The latest of these ports is Yakuza Kiwami, the remake to the very first Yakuza game which came out on PlayStation 4 in 2017 in the West. I had a more in-depth look at Yakuza Kiwami 2 last year, and it proved to be an incredibly faithful touch up to the even bigger and more ambitious game that Yakuza 2 was back on PlayStation 2, so jumping back an entry helped shine a spotlight at just how much simpler the original was. With that in mind, it really fell to Sega to push the first Kiwami and make it as playable and busy as the current entries, and to most regards, they did it — maybe a little too much.
Goro Majima, who became the head of his own crime family as Yakuza’s crazy timeline moved ahead with each new game, turned out to be one of the franchise’s most popular characters, and as Yakuza Zero showed (which was also ported to Steam last year), for good reason. He’s unpredictable and a ton of fun, so Sega decided to put him to use at just about every single Yakuza product that has been put out since the very original. So it makes sense that they went back and added even more of him in that particular game, resulting in Yakuza Kiwami’s most polarizing features, the seemingly constant barrage of attacks by the beloved anti-hero as you run from one end of Kamurocho — the game’s version of real-life Tokyo’s Kabukicho red light district — as Kiryu. It can get annoying fast, even more when you’re not expecting, for as often as it seems to happen.

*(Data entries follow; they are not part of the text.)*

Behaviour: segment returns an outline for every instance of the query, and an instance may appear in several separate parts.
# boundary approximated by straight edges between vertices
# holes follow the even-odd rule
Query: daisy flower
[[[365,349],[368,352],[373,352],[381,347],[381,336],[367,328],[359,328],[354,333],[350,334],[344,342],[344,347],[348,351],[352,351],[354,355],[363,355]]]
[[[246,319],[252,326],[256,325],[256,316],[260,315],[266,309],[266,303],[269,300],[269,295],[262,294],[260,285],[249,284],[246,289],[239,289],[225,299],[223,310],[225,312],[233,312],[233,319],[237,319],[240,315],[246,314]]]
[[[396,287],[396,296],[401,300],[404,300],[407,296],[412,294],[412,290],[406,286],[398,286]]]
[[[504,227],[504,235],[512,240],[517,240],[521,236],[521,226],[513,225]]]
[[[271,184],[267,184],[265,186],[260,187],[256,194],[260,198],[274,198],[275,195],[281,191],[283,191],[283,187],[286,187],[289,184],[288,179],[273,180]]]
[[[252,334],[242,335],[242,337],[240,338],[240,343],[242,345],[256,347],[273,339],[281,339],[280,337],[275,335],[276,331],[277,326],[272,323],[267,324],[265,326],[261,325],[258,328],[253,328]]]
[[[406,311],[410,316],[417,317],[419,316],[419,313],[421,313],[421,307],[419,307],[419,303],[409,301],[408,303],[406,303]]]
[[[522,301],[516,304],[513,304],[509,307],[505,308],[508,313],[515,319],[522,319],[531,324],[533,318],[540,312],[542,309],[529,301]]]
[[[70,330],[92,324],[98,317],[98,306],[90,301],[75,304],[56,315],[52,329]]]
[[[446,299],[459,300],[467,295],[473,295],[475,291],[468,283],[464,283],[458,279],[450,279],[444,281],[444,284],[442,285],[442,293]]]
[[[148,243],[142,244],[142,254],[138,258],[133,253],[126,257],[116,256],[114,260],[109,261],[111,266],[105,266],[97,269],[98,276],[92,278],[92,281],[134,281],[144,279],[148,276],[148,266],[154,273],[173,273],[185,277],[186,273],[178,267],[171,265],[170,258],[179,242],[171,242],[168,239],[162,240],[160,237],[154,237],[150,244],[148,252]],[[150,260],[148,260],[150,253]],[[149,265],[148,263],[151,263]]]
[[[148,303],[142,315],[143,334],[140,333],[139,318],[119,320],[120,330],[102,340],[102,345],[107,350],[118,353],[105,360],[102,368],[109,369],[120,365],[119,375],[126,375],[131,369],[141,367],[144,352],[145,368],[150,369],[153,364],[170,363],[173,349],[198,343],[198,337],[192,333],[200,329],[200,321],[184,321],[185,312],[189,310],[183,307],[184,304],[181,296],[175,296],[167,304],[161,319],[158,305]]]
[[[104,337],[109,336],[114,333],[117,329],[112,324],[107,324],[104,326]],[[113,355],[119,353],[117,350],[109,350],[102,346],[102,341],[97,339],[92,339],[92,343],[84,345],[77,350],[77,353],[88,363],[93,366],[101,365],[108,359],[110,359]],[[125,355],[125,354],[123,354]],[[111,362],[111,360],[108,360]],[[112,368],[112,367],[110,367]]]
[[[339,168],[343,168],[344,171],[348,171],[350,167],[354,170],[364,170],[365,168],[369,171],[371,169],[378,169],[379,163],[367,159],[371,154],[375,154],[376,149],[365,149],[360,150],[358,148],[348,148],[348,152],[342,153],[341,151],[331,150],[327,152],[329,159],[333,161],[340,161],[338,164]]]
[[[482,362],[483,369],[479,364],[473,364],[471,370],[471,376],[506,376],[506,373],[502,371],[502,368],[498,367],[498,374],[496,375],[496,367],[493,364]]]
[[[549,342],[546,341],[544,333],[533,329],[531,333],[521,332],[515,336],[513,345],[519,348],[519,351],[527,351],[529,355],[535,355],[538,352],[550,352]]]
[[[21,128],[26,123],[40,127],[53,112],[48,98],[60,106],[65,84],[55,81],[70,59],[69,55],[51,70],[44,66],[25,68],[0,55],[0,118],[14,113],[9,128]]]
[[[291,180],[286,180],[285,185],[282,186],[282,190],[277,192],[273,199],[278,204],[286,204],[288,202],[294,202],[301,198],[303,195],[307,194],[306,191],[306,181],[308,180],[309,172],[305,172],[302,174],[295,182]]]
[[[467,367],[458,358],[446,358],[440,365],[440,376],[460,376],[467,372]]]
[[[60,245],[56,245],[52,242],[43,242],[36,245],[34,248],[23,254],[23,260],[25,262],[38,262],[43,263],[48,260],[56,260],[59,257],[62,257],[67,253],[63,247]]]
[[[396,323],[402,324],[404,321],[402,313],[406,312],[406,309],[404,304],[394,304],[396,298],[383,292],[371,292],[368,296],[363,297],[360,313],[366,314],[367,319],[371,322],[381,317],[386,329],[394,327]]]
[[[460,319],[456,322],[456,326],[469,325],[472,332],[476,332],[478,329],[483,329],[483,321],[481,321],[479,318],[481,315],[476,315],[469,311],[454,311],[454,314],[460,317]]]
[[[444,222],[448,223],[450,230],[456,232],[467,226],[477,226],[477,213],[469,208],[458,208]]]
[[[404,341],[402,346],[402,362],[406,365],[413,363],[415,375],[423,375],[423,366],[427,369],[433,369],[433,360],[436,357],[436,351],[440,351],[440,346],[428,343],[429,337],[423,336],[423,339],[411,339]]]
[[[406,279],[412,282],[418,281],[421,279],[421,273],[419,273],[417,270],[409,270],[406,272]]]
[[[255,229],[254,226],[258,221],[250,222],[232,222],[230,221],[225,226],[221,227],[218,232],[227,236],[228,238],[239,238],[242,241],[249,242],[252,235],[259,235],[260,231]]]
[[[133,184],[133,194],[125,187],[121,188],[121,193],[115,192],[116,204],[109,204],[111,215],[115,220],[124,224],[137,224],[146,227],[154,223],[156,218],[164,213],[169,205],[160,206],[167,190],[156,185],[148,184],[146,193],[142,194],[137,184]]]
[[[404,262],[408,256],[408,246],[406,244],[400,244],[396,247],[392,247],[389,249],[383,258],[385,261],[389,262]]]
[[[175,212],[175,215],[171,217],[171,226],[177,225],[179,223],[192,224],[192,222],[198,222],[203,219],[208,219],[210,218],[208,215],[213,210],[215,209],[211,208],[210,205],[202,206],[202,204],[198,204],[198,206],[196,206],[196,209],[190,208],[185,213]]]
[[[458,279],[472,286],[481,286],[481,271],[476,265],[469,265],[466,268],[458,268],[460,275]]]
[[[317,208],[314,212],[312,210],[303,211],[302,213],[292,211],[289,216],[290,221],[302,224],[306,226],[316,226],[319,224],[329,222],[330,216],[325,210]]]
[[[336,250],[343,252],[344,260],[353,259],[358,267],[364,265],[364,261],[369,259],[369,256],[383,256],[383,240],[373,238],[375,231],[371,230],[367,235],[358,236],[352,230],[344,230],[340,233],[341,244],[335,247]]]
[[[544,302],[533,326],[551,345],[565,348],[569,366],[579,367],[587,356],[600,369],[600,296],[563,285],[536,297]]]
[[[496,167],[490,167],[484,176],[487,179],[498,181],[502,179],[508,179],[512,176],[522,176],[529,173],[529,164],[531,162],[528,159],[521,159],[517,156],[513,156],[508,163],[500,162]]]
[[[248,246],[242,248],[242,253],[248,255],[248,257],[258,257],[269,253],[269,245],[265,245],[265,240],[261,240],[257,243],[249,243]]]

Other than that slightly annoying bit, Yakuza Kiwami is another excellent game in the series. The original Yakuza was an incredible game that opened up the way for a train car full of otherwise Japan-only games to come out in the West, and helped show that there is a market for those type of releases, even if Sega themselves have taken some really weird decisions along the way in how they do it in the case of Yakuza, like say, cutting content from some entries, or keeping others solely as digital-only titles. It now seems that they’ve gotten into the right gear, and thanks to these ports, Yakuza can reach an even larger audience.
You might be slightly disappointed to find out that there’s no English voice acting if you were a fan of the original PlayStation 2 version of Yakuza, but given that the series has long used the Japanese dub for all of the games released since that version, the choice here was sound (pun unintended?), and keeping the original voices just feels natural at this point. The original Western releases’ voice cast was an star studded list of big wig Hollywood names like Mark Hamill and Michael Madsen, and it’s great that it happened at the time it did, but it just feels better to play through a Japanese crime drama game in the original Japanese, especially with the truly fantastic work put out by Sega’s localization, which’s gotten increasingly better over the years.
The quality of this port is a clear indication that the PC is another great platform to release these games to. Taking into consideration that practically the entire series is getting remasters at this point, at least the ones from the mainline series, it’s a direct indication that there’s definitely an audience. With rumors going around that Yakuza Kiwami 2’s port is well into production, there’s no doubt that these games are selling well, so I wouldn’t be surprised to see even more Yakuza drama throwing down in our PCs sometime soon.